Die Bundesregierung hat zu einem Integrationsgipfel eingeladen. Mit 70 Gästen aus Politik und Gesellschaft tagt der Gipfel im Kanzleramt. Ziel ist es, einen nationalen Integrationsplan zu erarbeiten. Das Bundeskabinett verabschiedete dazu eine Erklärung, die von der Integrationsbeauftragten Maria Böhmer vorgelegt wurde. Diese Erklärung ist die Positionsbestimmung der Bundesregierung im Vorfeld des Gipfels. Der Text im Wortlaut:

5 Min. Lesedauer

Gutes Zusammenleben – klare Regeln

– Start in die Erarbeitung eines Nationalen Integrationsplans –

Schlüsselaufgabe Integration

Die Integration von Zuwanderern ist eine der großen politischen und gesellschaftlichen Herausforderungen in Deutschland. Die Bundesregierung sieht darin eine politische Schlüsselaufgabe.

Deutschland ist nicht erst seit der Anwerbung der „Gastarbeiter“ Ziel von Zuwanderung. Unser Land blickt auf eine lange und prägende Migrationstradition mit zahlreichen Beispielen erfolgreicher Integration zurück. Wir sollten diesen historischen Erfahrungsschatz stärker als bisher für einen positiven und pragmatischen Umgang mit Zuwanderung und Integration nutzen.

Zuwanderung rückläufig

Heute leben in Deutschland rund fünfzehn Millionen Menschen, die einen Migrationshintergrund haben oder als Spätaussiedler zu uns gekommen sind. Dies ist fast ein Fünftel der Bevölkerung in unserem Land. Der überwiegende Teil dieser Menschen hat längst seinen Platz in unserer Gesellschaft gefunden und ist voll integriert. Im Jahr 2010 wird möglicherweise in den großen deutschen Städten bereits jeder Zweite unter vierzig Jahren einen Migrationshintergrund haben.
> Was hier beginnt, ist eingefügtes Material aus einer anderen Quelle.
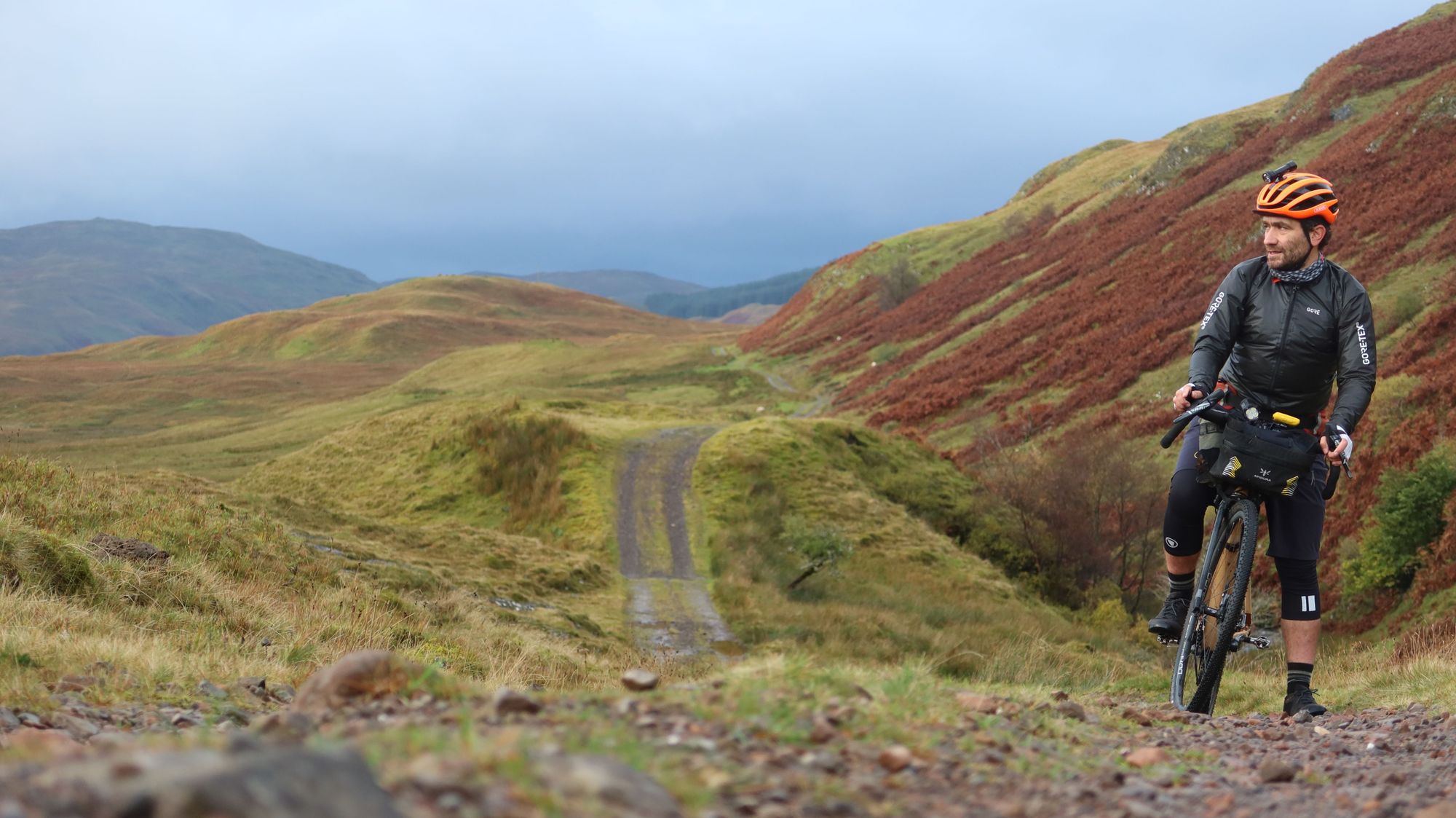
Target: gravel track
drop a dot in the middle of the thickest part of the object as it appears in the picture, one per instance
(668, 603)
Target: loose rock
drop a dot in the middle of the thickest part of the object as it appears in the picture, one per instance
(362, 675)
(135, 551)
(1276, 771)
(282, 784)
(640, 679)
(595, 782)
(510, 701)
(1148, 756)
(979, 704)
(896, 759)
(823, 731)
(210, 691)
(1072, 711)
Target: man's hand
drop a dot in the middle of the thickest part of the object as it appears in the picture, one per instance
(1184, 398)
(1336, 455)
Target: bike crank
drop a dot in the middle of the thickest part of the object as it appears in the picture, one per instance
(1240, 640)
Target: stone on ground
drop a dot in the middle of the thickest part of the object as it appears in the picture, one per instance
(599, 785)
(640, 679)
(359, 676)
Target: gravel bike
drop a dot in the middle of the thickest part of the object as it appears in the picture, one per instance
(1218, 622)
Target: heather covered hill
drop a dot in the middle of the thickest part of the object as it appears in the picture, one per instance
(269, 383)
(1075, 303)
(69, 284)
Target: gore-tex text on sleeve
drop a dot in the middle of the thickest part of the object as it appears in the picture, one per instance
(1356, 373)
(1216, 332)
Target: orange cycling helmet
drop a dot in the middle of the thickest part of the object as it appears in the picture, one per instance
(1298, 195)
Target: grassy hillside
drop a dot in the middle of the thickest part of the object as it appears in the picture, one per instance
(1072, 307)
(628, 287)
(917, 581)
(69, 284)
(266, 385)
(242, 594)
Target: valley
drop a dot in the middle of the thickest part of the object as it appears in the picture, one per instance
(486, 546)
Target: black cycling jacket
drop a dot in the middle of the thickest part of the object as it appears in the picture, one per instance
(1283, 344)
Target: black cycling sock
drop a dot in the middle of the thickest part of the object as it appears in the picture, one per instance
(1180, 586)
(1299, 676)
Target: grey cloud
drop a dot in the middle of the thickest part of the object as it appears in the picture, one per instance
(707, 140)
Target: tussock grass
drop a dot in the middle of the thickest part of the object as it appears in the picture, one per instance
(909, 591)
(240, 597)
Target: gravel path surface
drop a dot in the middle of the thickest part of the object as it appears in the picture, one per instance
(668, 603)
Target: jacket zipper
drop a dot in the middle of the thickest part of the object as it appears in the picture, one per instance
(1279, 351)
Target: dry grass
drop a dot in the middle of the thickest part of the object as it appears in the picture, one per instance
(908, 593)
(240, 597)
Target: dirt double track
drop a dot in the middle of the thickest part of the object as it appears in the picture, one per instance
(668, 602)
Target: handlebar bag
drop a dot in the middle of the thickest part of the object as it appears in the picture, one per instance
(1270, 460)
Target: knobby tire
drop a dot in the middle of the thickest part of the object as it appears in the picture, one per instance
(1208, 663)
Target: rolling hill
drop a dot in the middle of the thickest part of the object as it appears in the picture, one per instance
(628, 287)
(416, 320)
(1072, 307)
(269, 383)
(69, 284)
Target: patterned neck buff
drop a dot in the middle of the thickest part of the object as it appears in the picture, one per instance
(1302, 275)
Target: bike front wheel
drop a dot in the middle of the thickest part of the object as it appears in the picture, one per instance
(1216, 610)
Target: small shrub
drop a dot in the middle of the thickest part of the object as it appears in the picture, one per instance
(521, 459)
(820, 546)
(1409, 517)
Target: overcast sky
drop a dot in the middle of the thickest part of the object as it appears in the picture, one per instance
(713, 141)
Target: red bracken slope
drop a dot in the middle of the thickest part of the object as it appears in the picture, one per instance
(1072, 303)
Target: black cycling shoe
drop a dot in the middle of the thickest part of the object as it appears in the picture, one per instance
(1168, 624)
(1304, 701)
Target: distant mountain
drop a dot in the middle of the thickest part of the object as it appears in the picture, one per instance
(749, 315)
(71, 284)
(723, 300)
(628, 287)
(419, 319)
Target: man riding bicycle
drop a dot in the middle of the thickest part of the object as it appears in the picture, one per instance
(1278, 334)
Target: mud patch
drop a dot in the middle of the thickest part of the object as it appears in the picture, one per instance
(669, 606)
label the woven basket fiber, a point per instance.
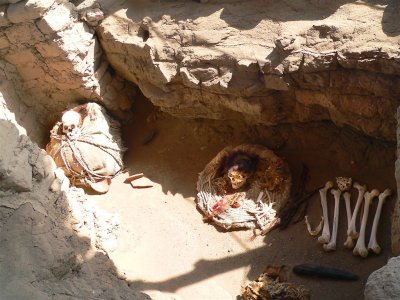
(265, 194)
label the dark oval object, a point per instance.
(324, 272)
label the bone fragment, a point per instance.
(373, 244)
(331, 246)
(317, 229)
(325, 236)
(360, 248)
(352, 231)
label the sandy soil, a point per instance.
(164, 245)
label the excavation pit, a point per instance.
(163, 243)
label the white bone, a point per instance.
(317, 230)
(351, 230)
(331, 246)
(373, 244)
(325, 236)
(71, 123)
(349, 243)
(360, 248)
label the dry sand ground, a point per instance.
(163, 243)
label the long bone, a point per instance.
(331, 246)
(349, 243)
(360, 248)
(351, 230)
(373, 244)
(317, 230)
(325, 236)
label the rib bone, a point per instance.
(351, 230)
(360, 248)
(373, 244)
(325, 236)
(331, 246)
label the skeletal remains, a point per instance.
(344, 184)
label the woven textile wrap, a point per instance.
(95, 156)
(266, 193)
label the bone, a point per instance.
(360, 248)
(351, 230)
(349, 243)
(325, 236)
(331, 246)
(373, 244)
(317, 230)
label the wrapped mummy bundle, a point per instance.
(244, 187)
(86, 144)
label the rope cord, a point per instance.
(87, 172)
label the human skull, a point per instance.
(237, 178)
(71, 124)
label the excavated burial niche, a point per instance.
(182, 147)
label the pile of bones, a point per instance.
(328, 240)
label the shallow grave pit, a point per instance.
(311, 80)
(164, 244)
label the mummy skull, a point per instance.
(344, 183)
(71, 123)
(239, 167)
(237, 178)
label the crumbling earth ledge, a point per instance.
(268, 62)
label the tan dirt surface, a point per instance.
(163, 244)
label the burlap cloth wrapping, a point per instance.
(267, 191)
(99, 142)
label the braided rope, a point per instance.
(87, 173)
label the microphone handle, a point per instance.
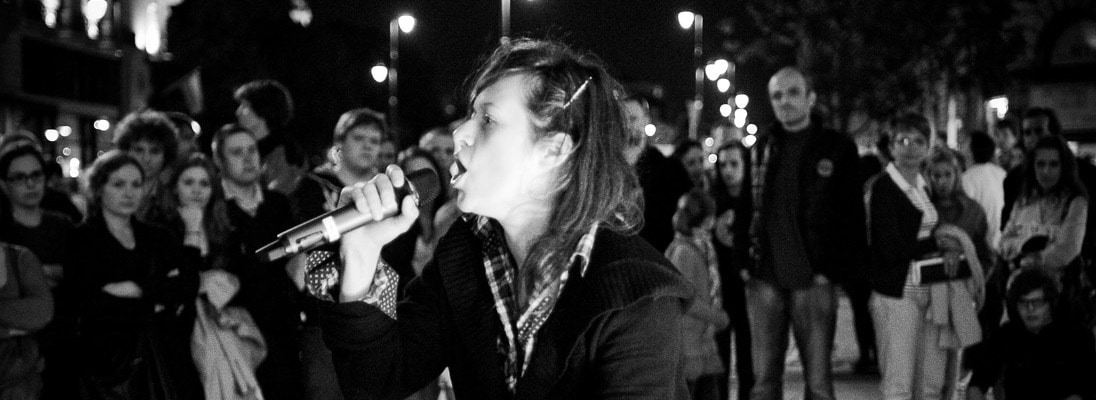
(323, 229)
Die Zahl der Neuzuwandernden geht indes in den letzten Jahren stetig zurück. Im Jahr 2005 kamen rund 110.000 Menschen aus Nicht-EU-Staaten aus Gründen des Familiennachzugs, als Spätaussiedler, jüdische Zuwanderer oder als Arbeitsmigranten mit der Perspektive auf Daueraufenthalt nach Deutschland; in den Jahren 2002 bis 2004 lag die Zahl der Neuzuwandernden noch um 20.000 bis 80.000 pro Jahr höher.

Potenziale nutzen

Hinter den Begriffen Migration und Integration verbergen sich sehr unterschiedliche Lebenswirklichkeiten. Es macht einen Unterschied, ob Männer oder Frauen, freiwillig oder unfreiwillig, als deutschstämmige Aussiedler oder als Angehörige anderer Nationen, aus einem verwandten oder sehr fernen Kulturkreis, alleine oder mit ihrer ganzen Familie zu uns kommen. Familie kann einerseits Integrationsmotor, andererseits aber auch Integrationsbremse für den Zugang zur Aufnahmegesellschaft sein. Wenn sich Zugewanderte in kulturell geschlossenen Systemen bewegen, in denen sie die deutsche Sprache nicht brauchen, können sich Spracherwerb und Überwindung der Fremdheit verzögern. Integrationspolitik muss daher verstärkt die ganze Familie in den Blick nehmen.

Angesichts des demographischen Wandels und des wachsenden weltweiten Wettbewerbs um die besten Köpfe müssen wir auch zukünftig Zuwanderung gezielt für die wirtschaftlichen und gesellschaftlichen Interessen Deutschlands nutzen. Auch dafür ist eine nachhaltige Integrationspolitik dringend erforderlich. Zuwandernde haben wesentlich zur wirtschaftlichen Kraft und kulturellen Vielfalt Deutschlands beigetragen. Dazu zählen auch rund 300.000 Unternehmer, die eine Million Arbeitsplätze geschaffen haben.

Zuwanderung der Besten

Die Zuwanderung, insbesondere der „Gastarbeiter“ in den fünfziger und sechziger Jahren des letzten Jahrhunderts, war dadurch gekennzeichnet, dass in erster Linie Menschen mit einem geringem Bildungsgrad nach Deutschland kamen, die überwiegend einfache Tätigkeiten ausübten.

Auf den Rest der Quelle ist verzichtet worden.